Ini bukan hal yang mudah dicapai. Tidak seperti Adam dan Hawa di taman, kita telah jatuh. Kita egois, dan kita sering melakukan hal-hal yang melukai orang lain, yang bisa merusak kepercayaan dan menghambat keintiman. Hal ini terjadi ketika seseorang mulai memikirkan dirinya saja, bukan memikirkan apa yang terbaik bagi kekasih kita.
Bagaiman ketika kita pertama kali mengalami kelemahan kekasih kita, dan merasa dilukai oleh hal yang ia lakukan? Ketika kita terluka, kita digoda untuk menjadi frustrasi dengan kekasih kita, kita berkata pada dirikita “Mengapa ia selalu melakukan ini” Ia tidak pernah berubah!”. Kita menjadi defensive (“Ini bukan salahku! Mengapa ia tidak mau mengerti?”). Kita juga menaruh dinding penghalang (“Aku tidak akan memberitahu ia apa yang kurasakan…Ia sudah tidak peduli lagi padaku”). Kita bahkan menarik cinta kita (“Bila aku menikahi orang lain, aku tahu aku tidak akan diperlakukan seperti ini”)
Justru pada saat itulah penerimaan kita dan tanggung jawab bagi pribadi lain paling diuji.
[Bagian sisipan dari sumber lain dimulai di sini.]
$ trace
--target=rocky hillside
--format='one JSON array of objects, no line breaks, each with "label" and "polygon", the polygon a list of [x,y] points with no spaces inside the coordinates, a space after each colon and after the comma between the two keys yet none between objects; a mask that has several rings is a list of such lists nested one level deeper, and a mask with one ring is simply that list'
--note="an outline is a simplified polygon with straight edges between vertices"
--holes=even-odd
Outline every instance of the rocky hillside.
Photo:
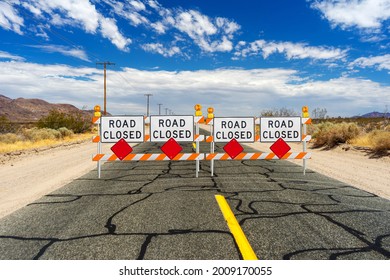
[{"label": "rocky hillside", "polygon": [[52,104],[42,99],[11,99],[0,95],[0,116],[7,117],[11,122],[35,122],[46,116],[50,111],[64,113],[81,113],[92,116],[92,111],[84,111],[70,104]]}]

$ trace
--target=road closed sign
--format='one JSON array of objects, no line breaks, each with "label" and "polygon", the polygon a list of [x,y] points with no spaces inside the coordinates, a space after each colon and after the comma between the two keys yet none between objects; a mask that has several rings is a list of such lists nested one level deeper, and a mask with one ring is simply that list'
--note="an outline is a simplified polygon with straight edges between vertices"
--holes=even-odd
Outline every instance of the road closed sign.
[{"label": "road closed sign", "polygon": [[214,142],[229,142],[236,139],[238,142],[248,143],[255,141],[255,119],[214,118]]},{"label": "road closed sign", "polygon": [[150,116],[150,141],[166,142],[171,138],[177,142],[194,141],[194,117]]},{"label": "road closed sign", "polygon": [[301,117],[260,118],[260,142],[302,142]]},{"label": "road closed sign", "polygon": [[109,116],[101,118],[100,139],[102,143],[116,143],[120,139],[138,143],[144,141],[143,116]]}]

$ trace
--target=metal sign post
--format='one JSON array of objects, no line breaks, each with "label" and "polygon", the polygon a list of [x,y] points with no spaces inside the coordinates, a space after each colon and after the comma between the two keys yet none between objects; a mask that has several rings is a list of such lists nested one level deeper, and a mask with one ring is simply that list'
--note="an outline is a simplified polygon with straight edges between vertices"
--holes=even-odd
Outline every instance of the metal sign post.
[{"label": "metal sign post", "polygon": [[[199,135],[199,123],[198,122],[196,122],[196,124],[195,124],[195,134]],[[196,151],[195,151],[197,154],[199,154],[199,145],[200,145],[200,143],[197,142],[196,143]],[[197,159],[196,160],[196,171],[195,171],[196,178],[198,178],[198,176],[199,176],[199,169],[200,169],[200,162]]]}]

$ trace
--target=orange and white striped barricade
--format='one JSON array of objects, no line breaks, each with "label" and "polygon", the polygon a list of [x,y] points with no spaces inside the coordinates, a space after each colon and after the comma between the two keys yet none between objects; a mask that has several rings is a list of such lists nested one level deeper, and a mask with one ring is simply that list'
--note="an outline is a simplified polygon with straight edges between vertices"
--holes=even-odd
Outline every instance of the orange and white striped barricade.
[{"label": "orange and white striped barricade", "polygon": [[[308,110],[308,109],[307,109]],[[307,127],[306,125],[311,124],[311,118],[302,118],[302,144],[303,144],[303,151],[306,152],[307,150],[307,142],[311,140],[311,135],[306,135],[307,133]],[[303,175],[306,174],[306,159],[303,159]]]},{"label": "orange and white striped barricade", "polygon": [[240,153],[234,158],[227,153],[205,154],[205,160],[309,159],[310,157],[311,153],[306,152],[288,152],[281,158],[274,153]]},{"label": "orange and white striped barricade", "polygon": [[203,153],[179,153],[170,159],[166,154],[128,154],[122,160],[115,154],[96,154],[92,157],[93,161],[193,161],[203,160]]},{"label": "orange and white striped barricade", "polygon": [[[100,113],[100,108],[99,108],[99,113]],[[96,114],[96,110],[95,110],[95,114]],[[102,143],[100,141],[100,118],[101,117],[96,117],[96,116],[92,117],[92,124],[97,125],[97,135],[92,137],[92,142],[97,143],[97,153],[98,154],[102,152]],[[100,161],[97,162],[97,170],[98,170],[98,177],[100,178],[100,174],[101,174]]]},{"label": "orange and white striped barricade", "polygon": [[[195,135],[198,135],[198,138],[200,138],[199,136],[199,123],[201,123],[202,121],[204,121],[204,117],[203,116],[195,116],[194,117],[194,123],[195,123]],[[199,153],[199,142],[195,142],[195,145],[196,145],[196,148],[195,148],[195,152],[196,153]],[[199,176],[199,169],[200,169],[200,161],[197,160],[196,161],[196,167],[195,167],[196,171],[195,171],[195,177],[198,178]]]}]

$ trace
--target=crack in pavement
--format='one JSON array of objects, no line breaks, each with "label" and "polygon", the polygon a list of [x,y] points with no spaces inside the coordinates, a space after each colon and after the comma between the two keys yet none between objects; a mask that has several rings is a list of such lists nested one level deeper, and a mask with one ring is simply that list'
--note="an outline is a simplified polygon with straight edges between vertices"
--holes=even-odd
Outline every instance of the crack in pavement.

Kita seharusnya “mencintai pribadi lengkap dengan segala kebaikan dan kesalahannya, dan sampai pada titik yang independen antara kebaikan dan kesalahan itu” (hal. 135). Ia tidak berkata bahwa kita harus mengabaikan atau menutupi kelemahan dan dosa kekasih kita. Tapi ia menantang kita untuk menghindari memandang kekasih kita melalui sudut pandang pengacara yang menuntut ke muka pengadilan. Walau kita terluka, kita perlu melihat melampaui fakta legal semata (“Ia melakukan ini untukku”) dan melihat pribadi, yang mempertahankan nilai agungnya bahkan ditengah kekurangan dan dosa. Selagi kita melihat semuanya sepanjang refleksi ini, cinta yang sejati diarahkan kepada pribadi – bukan hanya apa yang ia lakukan bagi ku. Jadi ketika kekasih kita sedang tidak memiliki momen yang indah – momen yang tidak menyenangkan bagiku dan faktanya ia melakukan sesuatu yang melukaiku – akankah masih ada cinta yang utuh dan penerimaan baginya?
Itulah pertanyaan yang bisa digunakan dalam mengukur cinta seseorang, seperti yang rangkum oleh Wojtyla :
“Kekuatan cinta muncul palingjelas ketika kekasih kita tersandung, ketika kelemahan dan dosanya menjadi terbuka. Seseorang yang sungguh mencintai tidak menarik cintanya, tapi semakin mencintainya, mencintai dalam kesadaran penuh akan kekurangan dan kesalahan yang lain, dan tanpa menyetujui kesalahan tersebut. Karena seorang pribadi tidka pernah kehilangan nilai esensialnya. Emosi yang melekatkan dirinya pada nilai pribadi tetap setiap kepada manusia” (hal. 135)
Hal ini tentu serupa dengan cara Tuhan mencintai kita. Meskipun kita memiliki banyak dosa dan kegagalam, Allah tetap percaya pada kita, melihat kita dengan sabar dan penuh kasih pada kesalahan-kesalahan kita. Ia bertahan bersama kita bahkan ketika kita melakukan perbuatan yang melukai hubungan kita dengannya.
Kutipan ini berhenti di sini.